RV NSA: Já foi apresentado algum projeto ao Governo Federal, nesse sentido?  

elton: O Sistema Único da Assistência Social tem uma dinâmica muito importante. A política pública para a área social é resultado de um grande processo de participação da sociedade na proposição e no controle das ações governamentais determinado pela Lei Orgânica da Assistência Social. As conferências de assistência social que começam nos municípios e culminam com o processo assemblear nacional já definiram inúmeras proposições.
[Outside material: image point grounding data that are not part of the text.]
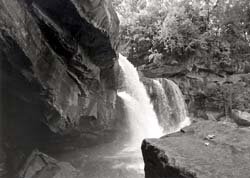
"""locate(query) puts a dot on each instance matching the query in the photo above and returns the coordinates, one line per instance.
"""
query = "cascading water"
(142, 118)
(171, 107)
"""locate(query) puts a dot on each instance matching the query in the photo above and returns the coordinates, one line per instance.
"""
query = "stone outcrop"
(40, 165)
(241, 118)
(58, 65)
(206, 91)
(206, 149)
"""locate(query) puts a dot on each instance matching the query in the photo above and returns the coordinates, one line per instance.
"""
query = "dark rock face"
(42, 166)
(241, 118)
(204, 150)
(58, 65)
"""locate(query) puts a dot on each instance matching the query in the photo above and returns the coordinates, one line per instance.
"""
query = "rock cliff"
(58, 64)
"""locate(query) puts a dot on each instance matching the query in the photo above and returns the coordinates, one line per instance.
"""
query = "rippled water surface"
(113, 160)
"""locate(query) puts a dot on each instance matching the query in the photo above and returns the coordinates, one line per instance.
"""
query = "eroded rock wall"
(58, 64)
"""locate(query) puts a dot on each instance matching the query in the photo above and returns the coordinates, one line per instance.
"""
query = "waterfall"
(170, 105)
(142, 119)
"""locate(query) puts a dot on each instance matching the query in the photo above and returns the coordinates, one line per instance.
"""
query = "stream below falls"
(111, 160)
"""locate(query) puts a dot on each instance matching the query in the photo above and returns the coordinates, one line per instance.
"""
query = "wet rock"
(241, 118)
(55, 56)
(40, 165)
(57, 68)
(188, 155)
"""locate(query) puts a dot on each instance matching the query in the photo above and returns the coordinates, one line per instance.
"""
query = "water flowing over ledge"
(151, 117)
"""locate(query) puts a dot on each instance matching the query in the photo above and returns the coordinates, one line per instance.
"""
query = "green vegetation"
(211, 34)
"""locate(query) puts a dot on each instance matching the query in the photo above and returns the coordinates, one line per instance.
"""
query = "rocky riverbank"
(206, 149)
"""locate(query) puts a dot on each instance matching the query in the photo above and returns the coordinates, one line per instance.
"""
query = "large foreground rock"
(204, 150)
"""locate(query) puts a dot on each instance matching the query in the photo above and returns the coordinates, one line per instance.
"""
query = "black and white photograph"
(124, 88)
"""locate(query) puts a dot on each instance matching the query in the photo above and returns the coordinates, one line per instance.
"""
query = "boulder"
(206, 149)
(241, 118)
(40, 165)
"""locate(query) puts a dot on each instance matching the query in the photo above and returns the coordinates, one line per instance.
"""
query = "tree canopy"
(205, 32)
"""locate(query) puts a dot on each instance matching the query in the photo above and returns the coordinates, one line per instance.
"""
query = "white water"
(182, 119)
(143, 121)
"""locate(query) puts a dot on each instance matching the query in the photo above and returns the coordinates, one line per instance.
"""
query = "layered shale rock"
(58, 65)
(40, 165)
(204, 150)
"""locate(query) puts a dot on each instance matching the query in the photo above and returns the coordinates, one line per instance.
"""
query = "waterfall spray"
(143, 121)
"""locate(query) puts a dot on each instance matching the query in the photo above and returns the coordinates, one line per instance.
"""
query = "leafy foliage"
(203, 32)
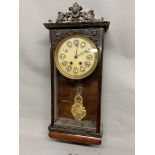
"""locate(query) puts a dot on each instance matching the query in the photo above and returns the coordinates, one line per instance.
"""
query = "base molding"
(75, 138)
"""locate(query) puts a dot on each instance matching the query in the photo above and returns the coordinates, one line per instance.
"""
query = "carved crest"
(75, 14)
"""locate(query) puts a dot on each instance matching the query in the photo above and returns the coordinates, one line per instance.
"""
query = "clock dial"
(76, 57)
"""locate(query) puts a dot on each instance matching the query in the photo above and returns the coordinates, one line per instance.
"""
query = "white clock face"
(76, 57)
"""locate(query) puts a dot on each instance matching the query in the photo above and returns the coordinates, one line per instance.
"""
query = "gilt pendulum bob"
(76, 55)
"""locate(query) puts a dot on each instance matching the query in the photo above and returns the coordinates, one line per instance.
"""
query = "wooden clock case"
(63, 125)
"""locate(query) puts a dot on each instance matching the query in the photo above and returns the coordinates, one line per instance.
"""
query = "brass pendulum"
(78, 110)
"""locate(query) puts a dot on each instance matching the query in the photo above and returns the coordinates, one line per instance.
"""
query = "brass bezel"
(75, 77)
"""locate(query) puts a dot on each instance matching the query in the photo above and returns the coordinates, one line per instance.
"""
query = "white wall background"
(118, 78)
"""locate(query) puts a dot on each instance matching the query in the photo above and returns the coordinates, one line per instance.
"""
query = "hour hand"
(76, 54)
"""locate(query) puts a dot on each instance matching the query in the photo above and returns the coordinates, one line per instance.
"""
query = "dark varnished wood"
(75, 138)
(63, 90)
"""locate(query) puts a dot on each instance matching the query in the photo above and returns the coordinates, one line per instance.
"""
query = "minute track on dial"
(77, 51)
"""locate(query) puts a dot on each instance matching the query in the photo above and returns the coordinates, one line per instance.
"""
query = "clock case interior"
(63, 90)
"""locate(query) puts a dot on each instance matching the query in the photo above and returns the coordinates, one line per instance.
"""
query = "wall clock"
(76, 55)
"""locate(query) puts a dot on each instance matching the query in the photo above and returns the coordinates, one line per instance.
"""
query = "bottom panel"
(75, 138)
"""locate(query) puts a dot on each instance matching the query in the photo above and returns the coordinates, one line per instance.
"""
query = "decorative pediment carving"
(75, 14)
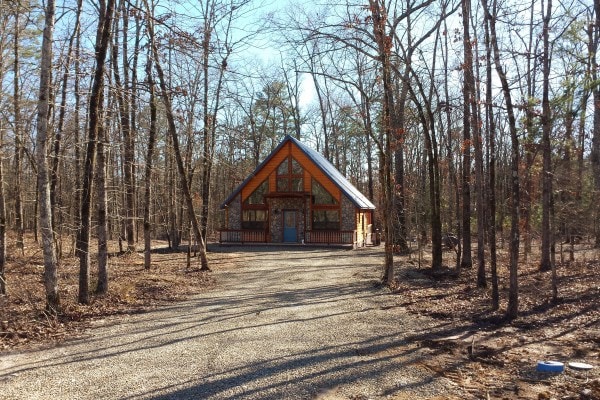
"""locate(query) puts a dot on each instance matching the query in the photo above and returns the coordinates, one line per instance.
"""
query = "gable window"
(290, 176)
(258, 196)
(254, 219)
(326, 220)
(254, 208)
(320, 195)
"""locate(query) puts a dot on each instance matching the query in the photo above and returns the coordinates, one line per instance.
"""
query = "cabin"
(297, 196)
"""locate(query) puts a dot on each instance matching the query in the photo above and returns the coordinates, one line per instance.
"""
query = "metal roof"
(352, 193)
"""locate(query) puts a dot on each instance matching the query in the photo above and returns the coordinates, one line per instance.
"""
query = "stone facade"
(234, 213)
(348, 217)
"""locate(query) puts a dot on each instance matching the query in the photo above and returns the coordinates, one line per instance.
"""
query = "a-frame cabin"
(297, 196)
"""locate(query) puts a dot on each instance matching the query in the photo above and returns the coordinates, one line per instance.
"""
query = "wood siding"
(310, 171)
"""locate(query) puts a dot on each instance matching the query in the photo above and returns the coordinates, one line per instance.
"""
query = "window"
(258, 196)
(254, 219)
(320, 195)
(326, 220)
(290, 176)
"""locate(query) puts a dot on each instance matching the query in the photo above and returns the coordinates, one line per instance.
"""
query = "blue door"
(289, 226)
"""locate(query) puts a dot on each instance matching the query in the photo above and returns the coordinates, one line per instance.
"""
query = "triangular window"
(320, 195)
(258, 196)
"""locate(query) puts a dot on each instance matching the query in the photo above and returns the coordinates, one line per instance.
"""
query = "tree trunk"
(2, 211)
(378, 13)
(96, 107)
(173, 133)
(43, 178)
(123, 100)
(60, 129)
(513, 295)
(102, 227)
(19, 147)
(468, 93)
(546, 263)
(491, 124)
(149, 161)
(595, 156)
(3, 21)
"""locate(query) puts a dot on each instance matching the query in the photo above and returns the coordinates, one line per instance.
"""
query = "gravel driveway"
(280, 324)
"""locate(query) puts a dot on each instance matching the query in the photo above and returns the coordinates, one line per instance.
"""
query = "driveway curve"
(280, 324)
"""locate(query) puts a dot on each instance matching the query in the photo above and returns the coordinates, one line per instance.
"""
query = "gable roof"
(347, 189)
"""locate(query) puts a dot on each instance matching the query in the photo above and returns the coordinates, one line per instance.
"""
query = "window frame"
(291, 176)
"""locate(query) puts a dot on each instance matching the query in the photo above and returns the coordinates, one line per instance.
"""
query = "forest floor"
(472, 346)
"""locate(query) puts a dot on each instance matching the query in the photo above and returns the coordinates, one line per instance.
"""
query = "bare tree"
(96, 108)
(183, 176)
(43, 180)
(513, 295)
(19, 147)
(468, 100)
(595, 156)
(149, 165)
(547, 173)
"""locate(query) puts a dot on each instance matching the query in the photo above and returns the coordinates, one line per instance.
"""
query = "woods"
(474, 119)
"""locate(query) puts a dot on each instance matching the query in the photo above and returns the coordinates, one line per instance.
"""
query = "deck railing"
(242, 236)
(330, 237)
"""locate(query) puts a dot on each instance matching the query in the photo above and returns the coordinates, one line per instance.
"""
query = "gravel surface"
(280, 324)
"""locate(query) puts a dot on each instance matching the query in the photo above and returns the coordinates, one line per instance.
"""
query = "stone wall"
(348, 217)
(235, 214)
(276, 208)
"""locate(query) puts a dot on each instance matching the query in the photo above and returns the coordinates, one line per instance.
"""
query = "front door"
(289, 226)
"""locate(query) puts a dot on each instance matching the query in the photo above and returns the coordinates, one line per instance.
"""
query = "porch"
(245, 236)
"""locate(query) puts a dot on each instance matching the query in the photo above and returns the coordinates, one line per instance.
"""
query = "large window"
(326, 220)
(320, 195)
(254, 219)
(290, 176)
(258, 196)
(254, 209)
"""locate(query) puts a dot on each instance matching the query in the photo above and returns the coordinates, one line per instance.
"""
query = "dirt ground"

Ou seja, definições não faltam. Enfrentamos um problema que é de concepção política. Nos últimos anos, os governos têm esvaziado os processos de participação da população e os programas e estruturas de controle público. Proposições são abundantes na política pública, mas os governos têm se desresponsabilizado e têm sido inoperantes na execução das determinações que asseguram os direitos fundamentais da população, sobretudo a que se encontra numa situação de vulnerabilidade. Ou, adotando atitudes como a de um prefeito gaúcho, quando abordado para a adoção de uma política de acolhimento e atendimento aos migrantes, que manifestou: “isso é coisa para a caridade da Igreja Católica fazer”. 

 

RV NSA: Você esteve recentemente em um Congresso Nacional tratando especificamente de moradores de rua. Há novas propostas?
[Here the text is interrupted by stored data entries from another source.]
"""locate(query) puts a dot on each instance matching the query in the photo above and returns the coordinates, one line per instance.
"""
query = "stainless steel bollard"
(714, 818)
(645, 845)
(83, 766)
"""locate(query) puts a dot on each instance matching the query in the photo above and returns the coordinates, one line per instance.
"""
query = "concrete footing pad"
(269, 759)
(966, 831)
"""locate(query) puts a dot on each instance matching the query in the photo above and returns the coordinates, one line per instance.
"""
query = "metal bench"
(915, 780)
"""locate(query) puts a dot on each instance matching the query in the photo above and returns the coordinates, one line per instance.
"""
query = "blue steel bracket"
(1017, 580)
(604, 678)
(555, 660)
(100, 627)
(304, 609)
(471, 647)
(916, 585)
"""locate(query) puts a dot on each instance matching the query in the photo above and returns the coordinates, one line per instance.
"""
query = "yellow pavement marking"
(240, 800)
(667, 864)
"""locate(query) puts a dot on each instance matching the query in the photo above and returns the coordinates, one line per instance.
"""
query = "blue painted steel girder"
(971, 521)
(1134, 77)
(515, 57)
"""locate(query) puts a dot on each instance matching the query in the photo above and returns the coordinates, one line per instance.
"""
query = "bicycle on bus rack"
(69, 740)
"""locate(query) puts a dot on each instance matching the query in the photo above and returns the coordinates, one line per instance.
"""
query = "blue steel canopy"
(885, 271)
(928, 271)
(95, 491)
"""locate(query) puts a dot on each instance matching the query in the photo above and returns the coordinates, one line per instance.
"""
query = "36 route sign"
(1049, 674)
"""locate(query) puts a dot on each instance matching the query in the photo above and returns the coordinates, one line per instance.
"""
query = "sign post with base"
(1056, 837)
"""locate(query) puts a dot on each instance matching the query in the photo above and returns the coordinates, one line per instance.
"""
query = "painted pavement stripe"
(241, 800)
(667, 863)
elton: A Igreja Católica e outras iniciativas de Organizações da Sociedade Civil realizam um grande trabalho em todo o Brasil. A Pastoral do Povo da Rua é uma inspiração divina da CNBB que está se fortalecendo e disseminando organização do atendimento pastoral em todo o país. A metodologia da pastoral contempla o atendimento emergencial, o cuidado das necessidades básicas, da superação da dependência química, mas também atua numa dinâmica de incidência política para a implementação de políticas públicas, com programas e projetos que cuidem da assistência em saúde, do acesso à habitação, de programas de qualificação, de fomento a projetos de empreendimentos autogestionários e de reinserção no mercado de trabalho. Acredito muito nas parcerias entre as organizações da Igreja e as OSCs com os governos. Aqui em Porto Alegre temos a política pública do Ação Rua, uma parceria para abordagem de rua em conexão com a rede de proteção social básica e atendimento especializado. Quase todas as entidades executoras dessa política são organizações da Igreja Católica, que promovem um atendimento humanizado. Esse é um modelo capaz de promover atendimento de qualidade e iniciar um processo de superação da condição de rua. 

 

RV NSA: Que mensagem você deixaria aos nossos leitores quanto ao ‘olhar para os pobres’?

elton: A pessoa em situação de rua não é alguém digno de pena. Ela é um sujeito de direitos, que precisa ser compreendido, reconhecido e amado. O Cícero, o Português, o Beiço, a Eliane, o Nilson... nos ensinam com suas histórias de vida e superação muito mais que as teses acadêmicas e as bibliografias que tentam interpretar o fenômeno da população de rua.